(October 19th, 2016, 21:33)Singaboy Wrote: 1upt is not the right decision i fear. The AI simply cant handle it.
The AI not being able to handle it may be more feature than problem, at this point.
Civ dumped the audience that it had for the first fifteen years and went in another direction: a wider, more casual audience. Firaxis built it and the casuals came. To them, an AI that could beat them down on the battlefield may not be a plus. (Not that I believe the weak AI is intentional, but certainly 1UPT is intentional, and the AI cannot handle it, thus yes, indirectly, the weak AI is intentional!)
Game making is a business. The market has rewarded this audience shift. I can tell you, studios in all corners of the globe took notice of World of Warcraft's success and of Civ's success in following the same "broader appeal" model for a non-MMO franchise. If the dollars roll in again with Civ6, you can be 100% certain that Civ7 will be 1UPT again -- and that any other big budget strategy games will be trying to copycat as much of Civ as they can.
Moderate-budget games (like Offworld Trading Company, Endless Space, or any Paradox game) and small-budget games don't have the blockbuster budgets for blockbuster-level art, which is necessary to that broadest level of appeal, but they can afford to try to serve smaller niches in the market. That's where to look for more hardcore satisfaction.
The same thing is true in other genres. Skyrim (for instance) has been panned by many hardcore FPS players for being shallow. (You get two active skills at a time and no hotkey bar -- it's streamlined to work with a controller and not even use more than the basic controls there). It's the same broader-appeal design ethic at work -- and the market rewarded the move there, too.

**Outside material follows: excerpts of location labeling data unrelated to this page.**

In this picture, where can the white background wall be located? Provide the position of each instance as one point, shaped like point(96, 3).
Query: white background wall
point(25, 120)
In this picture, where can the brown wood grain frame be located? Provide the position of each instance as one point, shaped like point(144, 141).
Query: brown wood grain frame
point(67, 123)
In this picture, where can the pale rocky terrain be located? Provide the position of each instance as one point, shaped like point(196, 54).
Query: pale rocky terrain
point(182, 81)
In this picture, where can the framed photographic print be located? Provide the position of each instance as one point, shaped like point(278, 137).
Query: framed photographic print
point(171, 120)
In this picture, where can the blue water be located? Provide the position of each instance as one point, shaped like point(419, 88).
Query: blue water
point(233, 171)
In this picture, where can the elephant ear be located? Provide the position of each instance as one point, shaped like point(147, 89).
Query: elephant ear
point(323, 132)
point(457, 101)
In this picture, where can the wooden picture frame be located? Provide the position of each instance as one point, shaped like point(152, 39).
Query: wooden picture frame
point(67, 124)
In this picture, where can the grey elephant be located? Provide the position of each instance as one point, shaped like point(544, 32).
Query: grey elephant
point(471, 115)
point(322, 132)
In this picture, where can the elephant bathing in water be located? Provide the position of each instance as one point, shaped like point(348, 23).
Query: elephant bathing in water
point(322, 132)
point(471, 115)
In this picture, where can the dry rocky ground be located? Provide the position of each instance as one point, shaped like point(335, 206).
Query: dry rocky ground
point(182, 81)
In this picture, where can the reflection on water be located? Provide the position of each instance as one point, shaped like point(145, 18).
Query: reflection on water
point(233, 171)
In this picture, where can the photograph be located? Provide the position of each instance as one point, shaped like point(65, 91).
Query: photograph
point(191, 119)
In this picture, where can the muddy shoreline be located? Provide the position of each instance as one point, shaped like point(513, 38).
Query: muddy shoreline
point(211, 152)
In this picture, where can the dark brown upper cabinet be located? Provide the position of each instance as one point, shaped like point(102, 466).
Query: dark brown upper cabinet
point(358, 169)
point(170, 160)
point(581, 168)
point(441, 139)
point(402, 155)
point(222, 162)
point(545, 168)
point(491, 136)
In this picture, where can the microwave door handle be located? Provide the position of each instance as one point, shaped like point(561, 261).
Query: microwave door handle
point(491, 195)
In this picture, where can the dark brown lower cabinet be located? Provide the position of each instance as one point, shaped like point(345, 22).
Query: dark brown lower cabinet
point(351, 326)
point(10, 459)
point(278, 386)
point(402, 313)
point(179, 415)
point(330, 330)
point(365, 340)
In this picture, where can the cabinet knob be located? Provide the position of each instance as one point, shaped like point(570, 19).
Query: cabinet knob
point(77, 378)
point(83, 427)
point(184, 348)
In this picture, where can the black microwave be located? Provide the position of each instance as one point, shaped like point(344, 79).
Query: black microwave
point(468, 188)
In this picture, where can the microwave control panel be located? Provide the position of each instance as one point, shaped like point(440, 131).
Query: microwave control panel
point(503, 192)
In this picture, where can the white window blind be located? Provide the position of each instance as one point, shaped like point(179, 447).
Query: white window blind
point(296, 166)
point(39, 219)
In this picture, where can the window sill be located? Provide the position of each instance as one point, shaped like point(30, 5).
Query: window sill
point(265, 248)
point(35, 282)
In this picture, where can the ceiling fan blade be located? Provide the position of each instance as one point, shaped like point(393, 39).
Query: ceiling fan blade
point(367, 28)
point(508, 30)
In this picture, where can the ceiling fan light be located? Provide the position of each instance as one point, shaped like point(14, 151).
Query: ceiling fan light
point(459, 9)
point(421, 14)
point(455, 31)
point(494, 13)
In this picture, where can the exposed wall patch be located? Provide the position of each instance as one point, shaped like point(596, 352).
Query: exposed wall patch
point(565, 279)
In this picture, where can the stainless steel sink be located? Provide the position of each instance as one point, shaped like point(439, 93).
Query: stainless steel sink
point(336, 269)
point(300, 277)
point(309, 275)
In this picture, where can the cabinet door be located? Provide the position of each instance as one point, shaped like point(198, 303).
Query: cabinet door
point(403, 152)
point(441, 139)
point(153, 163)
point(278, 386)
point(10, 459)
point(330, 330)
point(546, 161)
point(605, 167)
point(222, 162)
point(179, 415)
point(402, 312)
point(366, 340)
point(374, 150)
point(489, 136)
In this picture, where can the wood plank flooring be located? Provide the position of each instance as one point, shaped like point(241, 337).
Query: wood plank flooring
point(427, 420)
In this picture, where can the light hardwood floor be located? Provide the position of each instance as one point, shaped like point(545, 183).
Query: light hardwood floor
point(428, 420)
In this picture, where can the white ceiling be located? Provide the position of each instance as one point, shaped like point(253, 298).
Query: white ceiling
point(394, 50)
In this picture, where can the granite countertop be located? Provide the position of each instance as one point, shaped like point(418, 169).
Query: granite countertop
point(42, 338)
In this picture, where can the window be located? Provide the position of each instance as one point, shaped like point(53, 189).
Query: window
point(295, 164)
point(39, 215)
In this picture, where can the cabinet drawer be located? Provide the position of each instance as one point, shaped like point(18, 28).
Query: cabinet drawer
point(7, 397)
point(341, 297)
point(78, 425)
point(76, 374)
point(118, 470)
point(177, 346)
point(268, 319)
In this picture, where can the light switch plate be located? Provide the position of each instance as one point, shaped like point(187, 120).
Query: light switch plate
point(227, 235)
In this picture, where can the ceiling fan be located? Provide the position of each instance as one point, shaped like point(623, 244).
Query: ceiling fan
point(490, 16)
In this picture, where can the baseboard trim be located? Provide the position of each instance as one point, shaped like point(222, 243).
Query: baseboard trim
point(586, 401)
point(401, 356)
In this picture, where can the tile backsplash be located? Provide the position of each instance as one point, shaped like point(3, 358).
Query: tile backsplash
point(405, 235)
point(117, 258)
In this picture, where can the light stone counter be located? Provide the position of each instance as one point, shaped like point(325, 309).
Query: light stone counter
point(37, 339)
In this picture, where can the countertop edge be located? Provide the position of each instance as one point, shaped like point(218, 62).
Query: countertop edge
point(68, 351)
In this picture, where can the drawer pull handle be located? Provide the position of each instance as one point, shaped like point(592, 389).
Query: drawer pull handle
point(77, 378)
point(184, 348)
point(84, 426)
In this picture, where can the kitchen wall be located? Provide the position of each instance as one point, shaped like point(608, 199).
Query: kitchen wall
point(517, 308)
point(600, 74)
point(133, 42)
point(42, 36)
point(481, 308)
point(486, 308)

I, personally, bit on Skyrim hook, line and sinker. I've played over a thousand hours of it. The art matters. The music matters. The detail put in to the game engine and mechanics matter. The AI is dumb as a rock, and yet that doesn't really matter because it does enough right to keep things interesting (and the unfair bonuses, stacked high on high difficulty, make it challenging enough). You have to exploit the terrain, exploit the AI, use the sneak feature, play with near-optimal builds or have some kind of edge to cope with enemies that can kill you in one or two hits, that you will have to hit forty times to kill. Keep a tree or a large rock between you and the foe and circle it, or stay in the shadows and retreat out of their search range over and over, or fire arrows from long range from a high perch, or fight outside at night when sneaking is more effective. Or use heavy armor and blocking, but dip in and out, physically dodging their blows. The list goes on (and on), and vs a human opponent, most of the tactics that are effective would be largely ineffective or even useless.
A ton of people bit on Civ5. They don't care about the small empire sizes or the passive play style. The weak AI lets them win a lot, and the random maps provide enough variation to keep them starting new games.
Civ6 has ditched the city screen, putting everything on the map. It was, to me (at least), the obvious next step in trying to broaden the appeal of the game.
If you are going in to it looking for Civ4 version 2.0, you don't stand a chance of being satisfied.
This all-on-the-map thing has not been tried before, though. A lot of us (me included) are curious how it will play. It has the potential to be fun, in the same way that Skyrim is casual-friendly but also a lot of fun. (I have not personally bought Civ6 yet, but that is more due to my family situation. No sense buying until I would have the time to play it, anyway.)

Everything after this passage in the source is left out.